Re: Aggregation using event timestamp than clock window

2018-01-28 Thread Rohan Thimmappa
Hi Gary,


 Thanks.I do have some of the events coming in after one pauses and i
am able to see watermarked being advanced event being triggered.


Rohan

On Mon, Jan 15, 2018 at 5:40 AM, Gary Yao  wrote:

> Hi Rohan,
>
> In your example, are you saying that after 5:40 you will not receive any
> events
> at all which could advance the watermark?
>
> I am asking because if you are receiving events for other keys/ids from
> your
> KafkaSource after 5:40, the watermark will still be advanced and fire the
> tumbling window.
>
> Best,
> Gary
>
> On Mon, Jan 15, 2018 at 9:03 AM, Rohan Thimmappa <
> rohan.thimma...@gmail.com> wrote:
>
>> No. My question is slightly different.
>>
>> say i get report from 5.10-5.40. the device went offline and never comes
>> back. i will not get any report after 5.40. So 5-6 window never gets closed
>> as we will not get any report after 5.40. in this case 5.00-5.40 data is
>> still in flink memory that will never get sent as we are closing the window
>> by seeing the next hour window. ie any report carrying 6.00 end date in it.
>>
>>
>> so what i would like to do is. Wait for say 1 or 2 hours if i don't get
>> message for the given id then i would like to close the window and send
>> this to destination system(in my case kafka topic.)
>>
>>
>>
>>
>> Rohan
>>
>> On Sun, Jan 14, 2018 at 1:00 PM, Gary Yao  wrote:
>>
>>> Hi Rohan,
>>>
>>> I am not sure if I fully understand your problem. For example, if you
>>> receive an
>>> event with a start time of 4:50 and an end time of 5:30, do you want the
>>> "usage"
>>> from 4:50 - 5:00 to be included in the 4:00 - 5:00 window? What if the
>>> event had
>>> an end time of 5:31? Do you then want to ignore the event for the 4:00 -
>>> 5:00
>>> window?
>>>
>>> Best,
>>>
>>> Gary
>>>
>>> On Fri, Jan 12, 2018 at 8:45 PM, Rohan Thimmappa <
>>> rohan.thimma...@gmail.com> wrote:
>>>
 Hi Gary,

 This is perfect. I am able to get the window working on message
 timestamp then clock window also stream the data that are late.

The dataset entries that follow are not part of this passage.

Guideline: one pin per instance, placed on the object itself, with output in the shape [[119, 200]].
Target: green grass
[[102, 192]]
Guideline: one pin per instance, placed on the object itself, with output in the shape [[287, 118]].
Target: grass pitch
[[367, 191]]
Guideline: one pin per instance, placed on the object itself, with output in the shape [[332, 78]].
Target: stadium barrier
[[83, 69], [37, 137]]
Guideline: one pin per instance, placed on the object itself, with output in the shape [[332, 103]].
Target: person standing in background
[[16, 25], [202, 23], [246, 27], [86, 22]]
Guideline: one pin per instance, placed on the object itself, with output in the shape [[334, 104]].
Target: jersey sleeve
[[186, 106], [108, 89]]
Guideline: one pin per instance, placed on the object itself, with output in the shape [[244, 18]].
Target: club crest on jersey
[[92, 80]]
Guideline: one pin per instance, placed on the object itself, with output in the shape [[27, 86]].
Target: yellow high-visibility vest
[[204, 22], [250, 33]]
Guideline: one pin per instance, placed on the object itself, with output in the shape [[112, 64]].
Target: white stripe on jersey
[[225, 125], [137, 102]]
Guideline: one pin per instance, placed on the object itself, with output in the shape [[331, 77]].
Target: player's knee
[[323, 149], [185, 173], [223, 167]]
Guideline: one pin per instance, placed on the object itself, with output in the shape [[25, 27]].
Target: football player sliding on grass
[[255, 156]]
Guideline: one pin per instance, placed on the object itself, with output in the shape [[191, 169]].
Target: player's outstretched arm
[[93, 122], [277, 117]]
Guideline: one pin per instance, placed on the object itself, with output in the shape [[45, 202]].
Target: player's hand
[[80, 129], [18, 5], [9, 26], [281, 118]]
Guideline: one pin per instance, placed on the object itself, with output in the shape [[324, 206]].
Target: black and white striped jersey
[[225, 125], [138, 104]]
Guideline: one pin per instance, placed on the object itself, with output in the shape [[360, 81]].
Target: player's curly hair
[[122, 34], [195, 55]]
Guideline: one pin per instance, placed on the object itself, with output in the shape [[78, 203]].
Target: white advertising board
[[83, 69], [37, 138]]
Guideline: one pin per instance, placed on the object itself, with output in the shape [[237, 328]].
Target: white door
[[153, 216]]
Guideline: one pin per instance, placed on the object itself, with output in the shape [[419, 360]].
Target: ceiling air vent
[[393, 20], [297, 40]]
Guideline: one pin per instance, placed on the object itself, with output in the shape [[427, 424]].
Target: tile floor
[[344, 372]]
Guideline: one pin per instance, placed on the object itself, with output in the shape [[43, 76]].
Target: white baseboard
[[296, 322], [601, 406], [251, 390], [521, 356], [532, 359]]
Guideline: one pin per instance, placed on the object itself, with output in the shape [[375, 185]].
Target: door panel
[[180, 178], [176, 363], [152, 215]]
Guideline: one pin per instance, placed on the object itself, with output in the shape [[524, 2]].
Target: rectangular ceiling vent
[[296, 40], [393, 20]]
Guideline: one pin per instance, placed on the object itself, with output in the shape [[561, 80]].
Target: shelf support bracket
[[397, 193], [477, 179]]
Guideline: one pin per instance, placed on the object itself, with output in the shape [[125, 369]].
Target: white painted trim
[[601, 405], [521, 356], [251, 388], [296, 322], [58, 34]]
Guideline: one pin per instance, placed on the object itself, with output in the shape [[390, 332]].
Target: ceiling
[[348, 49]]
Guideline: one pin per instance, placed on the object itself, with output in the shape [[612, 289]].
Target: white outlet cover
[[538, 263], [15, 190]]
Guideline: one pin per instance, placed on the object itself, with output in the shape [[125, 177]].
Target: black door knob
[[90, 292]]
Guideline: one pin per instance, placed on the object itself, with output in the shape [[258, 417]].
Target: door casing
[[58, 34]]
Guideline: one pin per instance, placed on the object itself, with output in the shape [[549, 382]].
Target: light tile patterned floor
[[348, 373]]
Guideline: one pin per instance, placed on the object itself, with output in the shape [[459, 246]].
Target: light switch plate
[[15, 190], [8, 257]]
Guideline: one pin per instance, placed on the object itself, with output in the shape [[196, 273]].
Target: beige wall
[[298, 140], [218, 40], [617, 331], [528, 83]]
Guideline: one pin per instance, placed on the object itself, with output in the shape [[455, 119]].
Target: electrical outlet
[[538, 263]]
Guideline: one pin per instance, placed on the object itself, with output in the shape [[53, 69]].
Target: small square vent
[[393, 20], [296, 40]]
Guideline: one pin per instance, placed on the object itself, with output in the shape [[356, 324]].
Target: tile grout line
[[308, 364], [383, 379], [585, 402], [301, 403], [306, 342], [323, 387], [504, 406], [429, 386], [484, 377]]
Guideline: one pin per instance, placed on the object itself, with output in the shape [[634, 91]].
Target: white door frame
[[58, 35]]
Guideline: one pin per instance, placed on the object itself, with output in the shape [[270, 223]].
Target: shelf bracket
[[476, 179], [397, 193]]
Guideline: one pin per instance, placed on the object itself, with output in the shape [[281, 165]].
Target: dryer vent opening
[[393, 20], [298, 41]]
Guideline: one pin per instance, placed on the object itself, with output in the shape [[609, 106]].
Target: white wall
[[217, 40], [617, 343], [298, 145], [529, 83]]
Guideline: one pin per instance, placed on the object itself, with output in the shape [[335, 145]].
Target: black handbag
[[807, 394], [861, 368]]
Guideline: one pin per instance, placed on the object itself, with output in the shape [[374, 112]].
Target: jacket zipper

 I also having one edge case.


 for eg i get my last report at 4.57 and i never get 5.00+ hour report
 *ever*. i would like to wait for sometime. My reporting interval size
 is 30 min. if in next 30 min if i don't see any record then i would like to
 construct 4-5 by closing the window and dispatch the report. Intention is i
 don't want to loss the last hour of the data since the stream end in
 between the hour.

 Rohan

 On Fri, Jan 12, 2018 at 12:00 AM, Gary Yao 
 wrote:

> Hi Rohan,
>
> Your ReportTimestampExtractor assigns timestamps to the stream records
> correctly
> but uses the wall clock to emit Watermarks (System.currentTimeMillis).
> In Flink
> Watermarks are the mechanism to advance the event time. Hence, you
> should emit
> Watermarks according to the time that you extract from your events.
>
> You can take a look at the already existing timestamp extractors /
> watermark
> emitters [1], such as BoundedOutOfOrdernessTimestampExtractor, to see
> how it can
> be done.
>
> Best,
> Gary
>
> [1] https://ci.apache.org/projects/flink/flink-docs-release-1.4/
> dev/event_timestamp_extractors.html
>
> On Fri, Jan 12, 2018 at 5:30 AM, Rohan Thimmappa <
> rohan.thimma...@gmail.com> wrote:
>
>> Hi All,
>>
>>
>> I have following requirement
>>
>> 1. i have avro json message containing {eventid, usage, starttime,
>> endtime}
>> 2. i am reading this from kafka source
>>
>> 3. if there is overlapping hour in a record split the record by
>> rounding off to hourly bounderies
>> 4.My objective is a) read the message b) aggregate the usage between
>> the hour
>> 5. send the aggregated data to another kafka topic.
>>
>> i don't want aggregate based on clock window. if i see next hour in
>> endtime then i would like to close the window and aggregated usage to be
>> send down to kafka sink topic.
>>
>>
>> eg:
>> input data
>> 4.55 - 5.00
>> 5.00 -5.25
>> 5.25- 5.55.
>> 5.55-625
>>
>> after split
>> 4.55- 5.00 - expect record to be going out with this
>> 5.00 -5.25
>> 5.25- 5.55.
>> 5.55-6.00 - expect record to be going out with this
>> 5.00-625
>>
>>
>>
>>
>> 1. i have set the eventime : 
>> env.setStreamTimeCharacteristic(TimeCharacteristic.EventTime)
>>
>> 2. val hourlyAggregate: SingleOutputStreamOperator[Tuple2[String, 
>> Report]] = stream
>>   .flatMap(new SplitFlatMap()  // checks if the overlapping hour if yes 
>> then create split recordr with hourly boundarry
>>   .assignTimestampsAndWatermarks(new ReportTimestampExtractor)
>>   .keyBy(0)
>>   
>> 

End-to-end exactly once from kafka source to S3 sink

2018-01-28 Thread chris snow
I’m working with a kafka environment where I’m limited to 100 partitions @
1GB log.retention.bytes each.  I’m looking to implement exactly once
processing from this kafka source to a S3 sink.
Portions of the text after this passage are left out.